実際どうだったのかはヒートショック予防と対策エントリーにキッチリ書いてます。ディレクターさんも読んだはずだし、失神してないのは当日の打ち合わせでも説明したのだけど、「失神した」の方がインパクト強いとの判断か、あるいは忘れられてたのかは不明。

放送では「失神」となってたけど実際は失神してませんよ、というのは放送終了後ディレクターさんに伝え、私のブログで訂正する旨も報告しています。

ヒートショック取材

▲ 当時の私と同じように、ヒートショックの名前は聞いたことあるけど実際どんな症状なのか知らない人、どういう状況で発生するのか知らない人、そもそも自分がヒートショックになる可能性があるなど夢にも思ってない人は今も世の中にたくさんいると思うのです。

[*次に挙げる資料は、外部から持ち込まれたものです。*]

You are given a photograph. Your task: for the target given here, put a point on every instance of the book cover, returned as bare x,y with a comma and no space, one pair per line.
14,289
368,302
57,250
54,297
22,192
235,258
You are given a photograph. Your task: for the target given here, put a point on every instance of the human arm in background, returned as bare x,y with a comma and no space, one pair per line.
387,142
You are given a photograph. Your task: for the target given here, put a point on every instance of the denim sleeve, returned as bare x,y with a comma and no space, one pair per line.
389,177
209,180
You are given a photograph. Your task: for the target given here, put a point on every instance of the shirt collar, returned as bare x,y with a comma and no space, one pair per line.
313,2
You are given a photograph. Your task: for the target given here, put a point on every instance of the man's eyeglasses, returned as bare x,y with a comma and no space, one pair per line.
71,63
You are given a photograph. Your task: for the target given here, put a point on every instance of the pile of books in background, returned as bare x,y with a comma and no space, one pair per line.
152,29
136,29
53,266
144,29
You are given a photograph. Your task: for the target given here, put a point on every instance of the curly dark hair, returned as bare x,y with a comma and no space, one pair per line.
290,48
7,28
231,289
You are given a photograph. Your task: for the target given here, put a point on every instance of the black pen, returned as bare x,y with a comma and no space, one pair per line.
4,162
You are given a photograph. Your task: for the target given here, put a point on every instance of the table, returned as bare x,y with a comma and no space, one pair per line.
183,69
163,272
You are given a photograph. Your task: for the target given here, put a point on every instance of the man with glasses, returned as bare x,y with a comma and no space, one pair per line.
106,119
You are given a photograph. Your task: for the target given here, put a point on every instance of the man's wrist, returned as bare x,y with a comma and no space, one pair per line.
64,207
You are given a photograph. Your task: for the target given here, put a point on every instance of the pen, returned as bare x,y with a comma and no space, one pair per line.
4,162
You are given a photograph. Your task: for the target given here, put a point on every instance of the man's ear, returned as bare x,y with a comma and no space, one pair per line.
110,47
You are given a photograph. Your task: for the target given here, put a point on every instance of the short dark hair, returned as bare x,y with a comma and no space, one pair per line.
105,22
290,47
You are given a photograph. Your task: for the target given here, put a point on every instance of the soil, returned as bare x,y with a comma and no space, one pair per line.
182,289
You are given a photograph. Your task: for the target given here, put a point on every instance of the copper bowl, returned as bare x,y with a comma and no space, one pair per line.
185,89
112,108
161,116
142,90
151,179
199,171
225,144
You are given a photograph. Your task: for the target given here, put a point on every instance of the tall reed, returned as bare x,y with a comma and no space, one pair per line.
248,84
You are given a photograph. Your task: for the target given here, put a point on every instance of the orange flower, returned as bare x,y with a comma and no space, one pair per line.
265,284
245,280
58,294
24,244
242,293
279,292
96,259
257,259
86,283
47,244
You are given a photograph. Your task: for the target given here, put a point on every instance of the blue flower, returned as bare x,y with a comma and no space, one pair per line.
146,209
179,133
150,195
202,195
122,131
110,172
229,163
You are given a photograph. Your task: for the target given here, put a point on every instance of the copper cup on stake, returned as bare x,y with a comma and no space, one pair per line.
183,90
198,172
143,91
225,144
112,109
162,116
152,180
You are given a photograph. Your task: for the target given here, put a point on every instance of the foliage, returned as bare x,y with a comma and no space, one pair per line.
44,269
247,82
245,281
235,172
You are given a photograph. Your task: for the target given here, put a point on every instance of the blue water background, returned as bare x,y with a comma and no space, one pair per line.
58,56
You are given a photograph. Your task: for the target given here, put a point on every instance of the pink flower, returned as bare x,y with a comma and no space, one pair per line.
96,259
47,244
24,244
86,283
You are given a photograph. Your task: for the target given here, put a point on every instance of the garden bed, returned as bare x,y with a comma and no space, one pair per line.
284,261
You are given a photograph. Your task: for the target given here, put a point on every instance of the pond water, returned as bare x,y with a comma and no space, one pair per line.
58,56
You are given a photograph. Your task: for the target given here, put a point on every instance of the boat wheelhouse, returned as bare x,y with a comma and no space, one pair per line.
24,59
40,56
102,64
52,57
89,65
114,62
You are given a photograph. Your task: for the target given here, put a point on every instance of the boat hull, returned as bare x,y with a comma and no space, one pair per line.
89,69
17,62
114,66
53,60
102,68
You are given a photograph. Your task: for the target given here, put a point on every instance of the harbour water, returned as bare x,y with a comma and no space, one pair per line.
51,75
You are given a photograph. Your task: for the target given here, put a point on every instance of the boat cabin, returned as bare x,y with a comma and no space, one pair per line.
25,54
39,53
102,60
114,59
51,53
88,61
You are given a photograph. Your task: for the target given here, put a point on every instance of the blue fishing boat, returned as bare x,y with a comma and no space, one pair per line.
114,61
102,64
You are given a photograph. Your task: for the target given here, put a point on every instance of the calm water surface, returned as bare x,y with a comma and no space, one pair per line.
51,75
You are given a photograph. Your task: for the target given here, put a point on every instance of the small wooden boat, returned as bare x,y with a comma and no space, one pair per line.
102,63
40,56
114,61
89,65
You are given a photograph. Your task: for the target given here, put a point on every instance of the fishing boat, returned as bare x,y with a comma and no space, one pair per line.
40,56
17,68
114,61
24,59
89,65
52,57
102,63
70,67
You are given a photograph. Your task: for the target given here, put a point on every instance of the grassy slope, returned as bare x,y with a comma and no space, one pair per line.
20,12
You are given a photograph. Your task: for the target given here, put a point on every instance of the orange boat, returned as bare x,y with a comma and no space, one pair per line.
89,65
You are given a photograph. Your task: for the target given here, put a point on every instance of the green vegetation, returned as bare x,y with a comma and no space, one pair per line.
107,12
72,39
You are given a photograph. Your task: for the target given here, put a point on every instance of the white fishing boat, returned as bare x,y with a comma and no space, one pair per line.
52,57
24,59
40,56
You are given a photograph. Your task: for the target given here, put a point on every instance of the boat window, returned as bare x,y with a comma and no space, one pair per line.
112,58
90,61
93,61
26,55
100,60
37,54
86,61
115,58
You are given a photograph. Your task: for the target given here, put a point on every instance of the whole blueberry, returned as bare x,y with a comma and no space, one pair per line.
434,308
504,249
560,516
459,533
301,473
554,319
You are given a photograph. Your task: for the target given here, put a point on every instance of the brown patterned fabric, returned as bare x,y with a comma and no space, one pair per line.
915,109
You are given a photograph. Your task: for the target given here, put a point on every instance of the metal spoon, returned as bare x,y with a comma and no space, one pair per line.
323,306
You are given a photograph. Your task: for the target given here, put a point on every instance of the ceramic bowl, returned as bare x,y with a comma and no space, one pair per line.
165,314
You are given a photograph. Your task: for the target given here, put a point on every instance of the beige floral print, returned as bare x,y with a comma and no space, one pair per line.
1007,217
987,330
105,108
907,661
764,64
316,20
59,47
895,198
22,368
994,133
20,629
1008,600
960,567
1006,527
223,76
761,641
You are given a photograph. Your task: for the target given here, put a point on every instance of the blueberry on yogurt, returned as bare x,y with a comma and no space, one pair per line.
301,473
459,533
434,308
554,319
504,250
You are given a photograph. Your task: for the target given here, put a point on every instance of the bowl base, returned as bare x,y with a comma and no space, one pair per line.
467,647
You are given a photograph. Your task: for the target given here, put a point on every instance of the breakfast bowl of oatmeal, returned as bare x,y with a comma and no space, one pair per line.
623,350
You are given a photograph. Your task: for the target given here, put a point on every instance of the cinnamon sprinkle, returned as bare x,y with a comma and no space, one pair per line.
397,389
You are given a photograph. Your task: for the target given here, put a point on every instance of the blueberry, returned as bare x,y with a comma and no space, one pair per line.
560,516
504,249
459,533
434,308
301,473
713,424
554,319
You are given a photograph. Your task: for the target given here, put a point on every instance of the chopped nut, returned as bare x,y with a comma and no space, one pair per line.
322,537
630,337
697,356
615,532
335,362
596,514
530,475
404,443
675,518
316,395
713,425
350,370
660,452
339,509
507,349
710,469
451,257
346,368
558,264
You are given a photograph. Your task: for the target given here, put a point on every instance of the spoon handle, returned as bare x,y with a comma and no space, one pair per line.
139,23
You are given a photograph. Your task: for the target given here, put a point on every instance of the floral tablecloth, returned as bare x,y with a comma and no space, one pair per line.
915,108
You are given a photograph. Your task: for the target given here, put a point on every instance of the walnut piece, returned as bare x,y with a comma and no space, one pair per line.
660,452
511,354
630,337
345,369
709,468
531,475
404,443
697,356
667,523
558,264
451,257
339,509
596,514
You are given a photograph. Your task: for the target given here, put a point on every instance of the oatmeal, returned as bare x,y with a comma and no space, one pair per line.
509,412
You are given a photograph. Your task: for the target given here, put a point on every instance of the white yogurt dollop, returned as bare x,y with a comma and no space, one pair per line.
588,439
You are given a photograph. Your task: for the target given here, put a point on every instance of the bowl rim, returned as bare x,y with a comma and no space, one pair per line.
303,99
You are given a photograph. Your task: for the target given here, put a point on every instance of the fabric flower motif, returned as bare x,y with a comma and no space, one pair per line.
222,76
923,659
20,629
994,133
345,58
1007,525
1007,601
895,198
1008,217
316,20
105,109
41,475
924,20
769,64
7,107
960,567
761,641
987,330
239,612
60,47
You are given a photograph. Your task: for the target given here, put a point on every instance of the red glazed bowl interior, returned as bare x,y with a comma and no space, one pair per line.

そんな人たちに「いやいや、油断してたらアナタだって本当に危険なんだよ、最悪死ぬんだよ」という注意喚起をしたかったから私はブログに書いたし、今回の取材を受けた理由も同じです

取材撮影が終わり、インタビューして下さった豊原さんから

「今までテレビに出演された経験あるんですか?」

と質問され、「いやいや1回もないですよ(あるわけないやろー)。なんでですか?」と逆質問したところ、「語り方がとても慣れてらっしゃったしお上手だったので」と言って下さり、おおーと恐縮しつつお礼。

フリーランスになる前、大勢の人の前で喋る仕事をいっぱい経験してたから、緊張で舞い上がることもなく普段通りに喋ることが出来たのだと思います。あとは性格がテキトーだから重さを深刻に考えないのよね。だから着ていく服も間違えてね…。

りくま ( @Rikuma_ )的まとめ

いろいろ書いてきましたが、今回の取材撮影やテレビ出演は貴重な経験となりました。

私の知人や友人にも、ブログ記事の内容やブログの更新活動が起点となりテレビ出演を果たした方々が複数います。私はそれを「ブロガードリーム」と呼んで拍手喝采してましたが、まさか自分もブログ記事が縁でテレビ出演が実現するとは夢にも思いませんでした。

今回のヒートショックと直接の関係はないのですが、実は私、このヒートショックを経験した少し後にもう1回、ウォーキング大会で死にそうになったんです


「2回も死にそうになるウォーキング大会ってどんだけ危険やねん」と思われそうですが、ウォーキングを趣味として始めたばかりの頃で単に歩き方が下手くそだっただけなので誤解なさらず。

ヒートショックから4ヶ月後の2012年6月、ウォーキング大会の途中で山の斜面にある長い階段を上っていたら過呼吸になり、山の中腹で意識もうろうとなり失神しそうになった、という出来事がありました。呼吸できないし意識は薄れていくしで、完全なパニック状態になりました。

露天風呂でヒートショックになった時は「座ってしまったらヤバい」「気絶したらそのまま死んでしまう」「意識を保たなきゃ」という思いがあり、結局は耐えきれずに座ってしまったんですけど、深呼吸を続けたのもあり意識が回復して、失神せずに済んだのです。

その4ヶ月後に過呼吸で失神しそうになった時も「座ったらダメ」「立ったまま息を整えよう」「息を吐くことを意識しよう」と何度も自分に言い聞かせ続け、この時は座ることなく回復できました。

露天風呂でヒートショックになった時の経験が山登りで過呼吸の際に活かされたのかどうかは分かりません。医学的に「座らず立ち続けて回復」ってのが正しいのか間違ってるのかも分かりません。ただの根性論なのかもしれないし。

1つ言えるのは、一度体験したことで知識は得られていた、ということ。しかし「みんな体験すれば分かるよ!」などと言うつもりはないです。ヒートショックなんて絶対にヤバいし、過呼吸も下手すりゃ死にます。体験なんかしないほうがいい。

体験することなく知識を得て、その知識でヒートショックの事故から自分自身を、家族を、友人知人を守る術を知ってもらえれば、私がブログに記事を書いたりテレビに出演した意義はあると感じます。

寒い冬場のお風呂は油断禁物。皆さんもお気を付けて。